Mask Dependency: The Social Reason Some People Want to Keep Their Masks On

Some people are hanging on to masks, and not always because they’re being cautious.
mask, Japan, vaccine
In Japan, where the popular use of face masks predates the COVID-19 pandemic, researchers have studied the topic of mask dependency for years. Photo: CHARLY TRIBALLEAU / AFP

After a year of mask wearing, many Americans will now be able to bid their face coverings goodbye. The U.S. Centers for Disease Control and Prevention revised its guidelines last week, saying that fully vaccinated people can bare their naked faces in most indoor and outdoor settings.

But some are hanging on to their coverings, and not always because they are being extra cautious during a pandemic or traumatized.


In Japan, where mask-wearing culture has long existed, research suggests a hesitancy to unmask may be a symptom of mask dependency.

The term, first coined by counselor Yuzo Kikumoto, refers to mask wearing for purposes other than hygiene, such as anonymity and anxiety. Between 2009 and 2017, the number of mask addicts seeking her counseling services increased by 50 percent, according to the Straits Times. About 60 percent of his clients were women.
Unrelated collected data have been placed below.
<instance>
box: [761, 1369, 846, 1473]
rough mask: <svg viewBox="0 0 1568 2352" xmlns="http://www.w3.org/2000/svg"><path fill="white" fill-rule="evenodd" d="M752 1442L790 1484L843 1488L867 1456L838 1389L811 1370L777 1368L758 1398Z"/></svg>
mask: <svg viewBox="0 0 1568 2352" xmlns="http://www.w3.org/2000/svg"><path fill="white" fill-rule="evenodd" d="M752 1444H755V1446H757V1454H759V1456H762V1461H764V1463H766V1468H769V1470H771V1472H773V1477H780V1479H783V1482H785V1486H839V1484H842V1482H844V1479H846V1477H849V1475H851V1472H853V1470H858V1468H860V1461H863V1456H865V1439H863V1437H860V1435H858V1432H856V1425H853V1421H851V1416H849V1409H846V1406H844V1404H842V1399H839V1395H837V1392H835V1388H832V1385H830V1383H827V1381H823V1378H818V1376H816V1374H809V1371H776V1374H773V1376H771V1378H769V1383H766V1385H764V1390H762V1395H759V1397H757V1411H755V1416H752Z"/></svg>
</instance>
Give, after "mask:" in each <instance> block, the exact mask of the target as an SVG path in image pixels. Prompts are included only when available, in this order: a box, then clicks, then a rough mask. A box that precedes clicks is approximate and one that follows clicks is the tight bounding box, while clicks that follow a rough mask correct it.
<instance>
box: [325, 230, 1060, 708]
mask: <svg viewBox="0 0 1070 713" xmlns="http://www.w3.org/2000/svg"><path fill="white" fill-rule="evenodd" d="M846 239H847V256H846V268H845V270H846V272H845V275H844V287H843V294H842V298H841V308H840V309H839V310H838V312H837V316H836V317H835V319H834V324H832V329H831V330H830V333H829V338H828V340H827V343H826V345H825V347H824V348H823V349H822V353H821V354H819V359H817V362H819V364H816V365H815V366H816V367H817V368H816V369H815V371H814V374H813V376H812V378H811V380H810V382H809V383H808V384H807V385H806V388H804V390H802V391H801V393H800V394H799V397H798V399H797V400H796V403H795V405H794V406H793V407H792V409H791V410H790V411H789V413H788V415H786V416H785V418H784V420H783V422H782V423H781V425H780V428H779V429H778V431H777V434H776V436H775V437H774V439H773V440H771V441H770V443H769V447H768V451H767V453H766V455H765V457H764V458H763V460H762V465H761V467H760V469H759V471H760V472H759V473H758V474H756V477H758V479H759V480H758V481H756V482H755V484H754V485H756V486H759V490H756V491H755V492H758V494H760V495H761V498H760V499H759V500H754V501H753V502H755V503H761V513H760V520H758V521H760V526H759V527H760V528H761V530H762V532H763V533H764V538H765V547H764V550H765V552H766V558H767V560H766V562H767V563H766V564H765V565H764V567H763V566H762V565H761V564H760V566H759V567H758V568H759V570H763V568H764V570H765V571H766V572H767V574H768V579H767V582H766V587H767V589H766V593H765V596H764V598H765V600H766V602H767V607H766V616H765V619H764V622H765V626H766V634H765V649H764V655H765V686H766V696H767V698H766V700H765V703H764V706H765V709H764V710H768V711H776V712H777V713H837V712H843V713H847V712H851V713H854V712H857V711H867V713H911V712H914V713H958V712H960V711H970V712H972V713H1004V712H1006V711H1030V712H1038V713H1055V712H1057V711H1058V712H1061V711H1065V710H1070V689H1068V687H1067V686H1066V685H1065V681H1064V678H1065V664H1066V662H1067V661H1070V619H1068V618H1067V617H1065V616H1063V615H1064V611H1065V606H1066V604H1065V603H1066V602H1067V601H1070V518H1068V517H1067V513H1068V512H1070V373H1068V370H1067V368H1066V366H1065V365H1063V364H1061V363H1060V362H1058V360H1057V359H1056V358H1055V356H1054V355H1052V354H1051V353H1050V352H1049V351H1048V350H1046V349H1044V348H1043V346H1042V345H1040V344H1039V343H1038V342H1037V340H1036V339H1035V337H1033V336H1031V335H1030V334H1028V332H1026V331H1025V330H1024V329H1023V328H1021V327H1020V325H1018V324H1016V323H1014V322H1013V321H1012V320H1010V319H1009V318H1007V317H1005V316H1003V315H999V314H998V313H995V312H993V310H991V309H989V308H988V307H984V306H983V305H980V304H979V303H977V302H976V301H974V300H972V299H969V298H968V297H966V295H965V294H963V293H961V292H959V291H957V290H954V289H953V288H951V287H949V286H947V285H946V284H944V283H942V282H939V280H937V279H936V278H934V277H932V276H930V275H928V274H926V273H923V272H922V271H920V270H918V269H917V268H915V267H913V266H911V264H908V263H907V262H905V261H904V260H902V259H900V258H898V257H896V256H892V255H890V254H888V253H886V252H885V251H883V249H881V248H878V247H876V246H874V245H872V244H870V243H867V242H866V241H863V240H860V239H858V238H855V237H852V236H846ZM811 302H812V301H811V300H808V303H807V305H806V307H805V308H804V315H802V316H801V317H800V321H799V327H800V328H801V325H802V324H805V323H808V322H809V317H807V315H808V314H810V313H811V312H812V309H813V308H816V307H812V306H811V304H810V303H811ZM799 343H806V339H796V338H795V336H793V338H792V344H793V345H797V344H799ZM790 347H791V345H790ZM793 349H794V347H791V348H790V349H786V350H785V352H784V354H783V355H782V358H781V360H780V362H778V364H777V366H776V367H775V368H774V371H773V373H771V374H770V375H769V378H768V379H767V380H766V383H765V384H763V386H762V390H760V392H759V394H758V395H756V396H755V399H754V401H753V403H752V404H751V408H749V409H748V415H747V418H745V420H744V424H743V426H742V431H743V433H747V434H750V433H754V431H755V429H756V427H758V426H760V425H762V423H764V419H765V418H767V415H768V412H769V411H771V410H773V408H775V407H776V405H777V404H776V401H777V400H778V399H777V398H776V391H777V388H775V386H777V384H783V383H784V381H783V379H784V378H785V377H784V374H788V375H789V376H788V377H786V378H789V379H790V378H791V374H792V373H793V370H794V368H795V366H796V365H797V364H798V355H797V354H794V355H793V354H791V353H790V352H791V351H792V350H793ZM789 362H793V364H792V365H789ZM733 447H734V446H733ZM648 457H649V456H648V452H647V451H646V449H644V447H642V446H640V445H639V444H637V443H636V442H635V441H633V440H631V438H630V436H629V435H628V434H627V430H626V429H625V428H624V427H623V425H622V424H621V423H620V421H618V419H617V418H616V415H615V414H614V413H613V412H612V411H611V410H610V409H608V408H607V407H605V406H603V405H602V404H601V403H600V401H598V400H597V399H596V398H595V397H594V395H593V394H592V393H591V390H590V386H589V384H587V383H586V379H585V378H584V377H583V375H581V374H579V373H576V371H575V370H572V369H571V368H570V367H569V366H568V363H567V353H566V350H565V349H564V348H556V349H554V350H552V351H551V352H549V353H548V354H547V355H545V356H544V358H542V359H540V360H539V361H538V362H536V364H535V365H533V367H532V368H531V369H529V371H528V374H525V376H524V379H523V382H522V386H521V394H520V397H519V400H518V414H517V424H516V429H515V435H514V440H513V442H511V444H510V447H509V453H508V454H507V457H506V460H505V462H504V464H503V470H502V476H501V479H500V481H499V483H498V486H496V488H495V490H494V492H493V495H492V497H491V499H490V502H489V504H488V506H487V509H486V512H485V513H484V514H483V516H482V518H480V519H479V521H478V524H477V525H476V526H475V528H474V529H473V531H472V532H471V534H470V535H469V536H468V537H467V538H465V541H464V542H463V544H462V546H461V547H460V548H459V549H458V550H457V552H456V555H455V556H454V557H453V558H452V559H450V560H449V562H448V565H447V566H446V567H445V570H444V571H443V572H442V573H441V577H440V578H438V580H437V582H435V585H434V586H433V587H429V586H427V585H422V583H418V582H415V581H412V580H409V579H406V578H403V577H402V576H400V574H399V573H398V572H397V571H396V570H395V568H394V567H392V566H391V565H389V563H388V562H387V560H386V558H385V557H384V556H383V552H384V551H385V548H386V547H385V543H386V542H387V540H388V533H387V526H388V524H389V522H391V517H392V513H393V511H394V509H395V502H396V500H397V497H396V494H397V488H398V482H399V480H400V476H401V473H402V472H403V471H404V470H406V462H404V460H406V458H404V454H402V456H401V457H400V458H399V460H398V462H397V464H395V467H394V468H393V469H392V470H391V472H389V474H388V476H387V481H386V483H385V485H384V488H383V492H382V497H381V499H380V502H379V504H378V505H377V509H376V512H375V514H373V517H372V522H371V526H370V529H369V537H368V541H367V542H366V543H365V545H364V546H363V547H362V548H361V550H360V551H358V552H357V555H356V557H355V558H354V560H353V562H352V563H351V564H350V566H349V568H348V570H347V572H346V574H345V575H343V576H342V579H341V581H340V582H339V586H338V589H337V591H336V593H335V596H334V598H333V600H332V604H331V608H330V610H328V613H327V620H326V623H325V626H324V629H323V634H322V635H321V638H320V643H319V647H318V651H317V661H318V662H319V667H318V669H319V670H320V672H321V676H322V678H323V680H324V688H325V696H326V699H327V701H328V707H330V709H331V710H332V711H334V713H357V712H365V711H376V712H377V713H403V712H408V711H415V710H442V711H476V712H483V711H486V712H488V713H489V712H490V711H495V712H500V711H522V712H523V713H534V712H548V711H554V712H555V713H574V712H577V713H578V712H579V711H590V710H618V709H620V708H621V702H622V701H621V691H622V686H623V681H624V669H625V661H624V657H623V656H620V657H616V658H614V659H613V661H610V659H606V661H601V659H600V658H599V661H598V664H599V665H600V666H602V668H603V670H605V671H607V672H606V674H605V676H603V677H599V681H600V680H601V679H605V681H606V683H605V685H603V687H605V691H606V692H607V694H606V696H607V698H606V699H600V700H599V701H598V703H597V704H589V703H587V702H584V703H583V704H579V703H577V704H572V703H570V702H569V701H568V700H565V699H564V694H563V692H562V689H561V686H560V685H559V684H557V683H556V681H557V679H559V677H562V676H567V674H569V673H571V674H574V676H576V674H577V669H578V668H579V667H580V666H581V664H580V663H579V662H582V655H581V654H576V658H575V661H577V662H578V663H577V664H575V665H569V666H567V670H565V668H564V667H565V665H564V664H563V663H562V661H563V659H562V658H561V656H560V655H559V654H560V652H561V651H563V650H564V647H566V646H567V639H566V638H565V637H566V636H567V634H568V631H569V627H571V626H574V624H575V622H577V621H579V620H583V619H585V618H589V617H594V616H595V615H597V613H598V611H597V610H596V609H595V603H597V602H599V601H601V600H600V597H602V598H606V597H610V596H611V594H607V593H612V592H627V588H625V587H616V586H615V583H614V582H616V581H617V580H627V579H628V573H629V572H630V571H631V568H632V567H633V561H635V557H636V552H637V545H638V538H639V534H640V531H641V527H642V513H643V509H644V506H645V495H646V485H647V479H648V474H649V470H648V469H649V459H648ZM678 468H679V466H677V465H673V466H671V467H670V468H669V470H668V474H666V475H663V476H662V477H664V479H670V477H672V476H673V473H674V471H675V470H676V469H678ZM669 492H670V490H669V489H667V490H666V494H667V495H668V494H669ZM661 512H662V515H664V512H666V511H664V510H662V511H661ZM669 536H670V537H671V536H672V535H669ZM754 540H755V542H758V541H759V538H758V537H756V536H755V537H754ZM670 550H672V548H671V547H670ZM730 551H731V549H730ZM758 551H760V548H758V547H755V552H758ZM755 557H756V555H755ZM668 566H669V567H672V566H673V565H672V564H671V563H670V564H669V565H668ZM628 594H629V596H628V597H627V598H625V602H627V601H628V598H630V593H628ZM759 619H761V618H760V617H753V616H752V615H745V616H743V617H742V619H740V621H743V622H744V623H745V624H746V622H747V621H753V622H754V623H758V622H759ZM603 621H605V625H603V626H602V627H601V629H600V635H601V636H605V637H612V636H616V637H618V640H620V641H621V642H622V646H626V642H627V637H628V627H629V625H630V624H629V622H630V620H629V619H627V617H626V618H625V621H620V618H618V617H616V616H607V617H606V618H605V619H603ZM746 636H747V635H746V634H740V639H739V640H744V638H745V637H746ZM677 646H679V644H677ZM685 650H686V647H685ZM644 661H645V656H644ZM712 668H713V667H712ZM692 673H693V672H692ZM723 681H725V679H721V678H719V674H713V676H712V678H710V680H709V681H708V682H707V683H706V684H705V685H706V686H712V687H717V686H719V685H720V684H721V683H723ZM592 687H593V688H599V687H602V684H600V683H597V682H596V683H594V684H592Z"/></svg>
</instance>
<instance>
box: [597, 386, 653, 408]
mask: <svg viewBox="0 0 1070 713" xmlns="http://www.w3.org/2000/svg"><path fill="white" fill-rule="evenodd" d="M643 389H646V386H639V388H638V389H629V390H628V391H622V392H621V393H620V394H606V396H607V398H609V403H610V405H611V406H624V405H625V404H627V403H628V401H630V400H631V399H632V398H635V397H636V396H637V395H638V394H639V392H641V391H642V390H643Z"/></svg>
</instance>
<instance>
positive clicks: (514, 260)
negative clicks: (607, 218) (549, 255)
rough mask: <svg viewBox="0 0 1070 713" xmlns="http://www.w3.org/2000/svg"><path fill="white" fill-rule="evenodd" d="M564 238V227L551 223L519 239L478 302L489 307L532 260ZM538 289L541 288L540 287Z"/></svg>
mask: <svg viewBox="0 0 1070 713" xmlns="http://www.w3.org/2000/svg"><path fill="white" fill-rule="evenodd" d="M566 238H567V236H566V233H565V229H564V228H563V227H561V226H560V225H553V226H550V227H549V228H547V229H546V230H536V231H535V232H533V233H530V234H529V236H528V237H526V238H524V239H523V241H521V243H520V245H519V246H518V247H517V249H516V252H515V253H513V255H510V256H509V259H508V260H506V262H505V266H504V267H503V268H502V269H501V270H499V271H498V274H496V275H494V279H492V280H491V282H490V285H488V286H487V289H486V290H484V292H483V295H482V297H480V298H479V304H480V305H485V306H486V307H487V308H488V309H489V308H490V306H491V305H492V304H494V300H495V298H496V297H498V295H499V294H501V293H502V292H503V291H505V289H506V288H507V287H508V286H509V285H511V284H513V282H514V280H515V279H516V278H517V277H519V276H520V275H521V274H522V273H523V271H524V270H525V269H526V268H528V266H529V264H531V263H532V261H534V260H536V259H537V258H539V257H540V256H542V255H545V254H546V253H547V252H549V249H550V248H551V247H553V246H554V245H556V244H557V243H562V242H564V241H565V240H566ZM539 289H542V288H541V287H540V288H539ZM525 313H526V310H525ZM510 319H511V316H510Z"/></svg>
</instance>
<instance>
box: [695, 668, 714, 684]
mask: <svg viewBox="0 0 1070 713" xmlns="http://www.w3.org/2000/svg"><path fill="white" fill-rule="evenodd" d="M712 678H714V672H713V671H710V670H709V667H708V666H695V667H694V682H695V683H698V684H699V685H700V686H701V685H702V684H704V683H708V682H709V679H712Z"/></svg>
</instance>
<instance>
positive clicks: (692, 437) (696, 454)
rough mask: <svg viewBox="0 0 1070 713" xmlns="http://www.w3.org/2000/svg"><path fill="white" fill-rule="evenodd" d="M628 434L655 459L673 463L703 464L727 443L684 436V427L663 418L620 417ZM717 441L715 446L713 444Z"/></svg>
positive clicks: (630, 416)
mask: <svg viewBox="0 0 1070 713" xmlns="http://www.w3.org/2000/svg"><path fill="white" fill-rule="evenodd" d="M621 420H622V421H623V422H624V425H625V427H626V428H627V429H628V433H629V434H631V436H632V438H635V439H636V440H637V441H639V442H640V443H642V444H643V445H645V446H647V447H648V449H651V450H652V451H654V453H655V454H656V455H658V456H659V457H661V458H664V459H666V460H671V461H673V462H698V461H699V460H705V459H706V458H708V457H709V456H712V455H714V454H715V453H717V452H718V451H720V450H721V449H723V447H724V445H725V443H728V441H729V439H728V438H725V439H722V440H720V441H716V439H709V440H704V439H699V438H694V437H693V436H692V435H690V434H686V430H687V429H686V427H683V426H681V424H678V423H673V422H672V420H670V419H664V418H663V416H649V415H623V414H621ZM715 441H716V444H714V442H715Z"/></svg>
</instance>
Akari Yamamoto, a homemaker in her 30s living in the city of Yokohama, said her 7-year-old son has developed mask dependency during the pandemic. She requested the use of a pseudonym to speak with VICE World News because she doesn’t want her acquaintances to know her son’s condition.

She said her son wears his mask in empty playgrounds and on deserted streets. Even if there’s a non-family member in their home, “he won’t take his mask off,” she said. “When we’re outside, he’ll only remove his mask when he’s eating something.”

“Sometimes he feels so uncomfortable that he’ll try to eat with his mask on. He says he doesn’t want others to see his actual face,” she added.

According to the Japanese newspaper Yomiuri Shimbun, mask wearing has been a part of Japanese culture for over 100 years, from the beginning of the Spanish flu. Before the COVID-19 pandemic, it was normal to see people donning a mask around flu season, or in the spring when people’s hay fever worsened. Given the practice’s ubiquitousness, it’s often lauded as a reason for Japan’s relatively low COVID-19 transmission rates.


But Japanese researchers have noted that more are wearing masks out of social anxiety. Kikumoto, who believes this has been exacerbated by society’s increasing use of social media, likens masks to a security blanket, the Strait Times reported.

A 2018 study by psychiatrist Noboru Watanabe at the Akasaka Medical Office found that masks allow the wearer to hide any signs of anxiety or nervousness, although mask dependency can worsen social anxiety disorder.

Watanabe also claims that mask dependency is a type of process addiction, a concept developed by American clinical psychologist Anne Wilson Schaef. In contrast to alcohol or drug dependency, which relies on things, process addiction exists when individuals find peace of mind from an act. Other more well-known examples include gambling, sex and excess internet use.

Yamamoto’s son, who had to wear masks as soon as he entered his new elementary school last year, has rarely seen his classmates’ bare faces.

“I’m worried he’ll fear interacting with others. It was mandatory for him to wear masks at school. He was also taught social distancing guidelines. In the summer of 2020, he never took off his mask outdoors,” she said. 

Yamamoto is looking for a cure to her son’s mask dependency, but fears there may be no immediate solution. 

“I’ve been to his school, talked to his school counselor, even consulted a child psychologist. But they told me, ‘It can’t be helped now.’ And I think they’re right. Currently, our house is the only place where we can safely take off our masks, there’s no way to cure it.”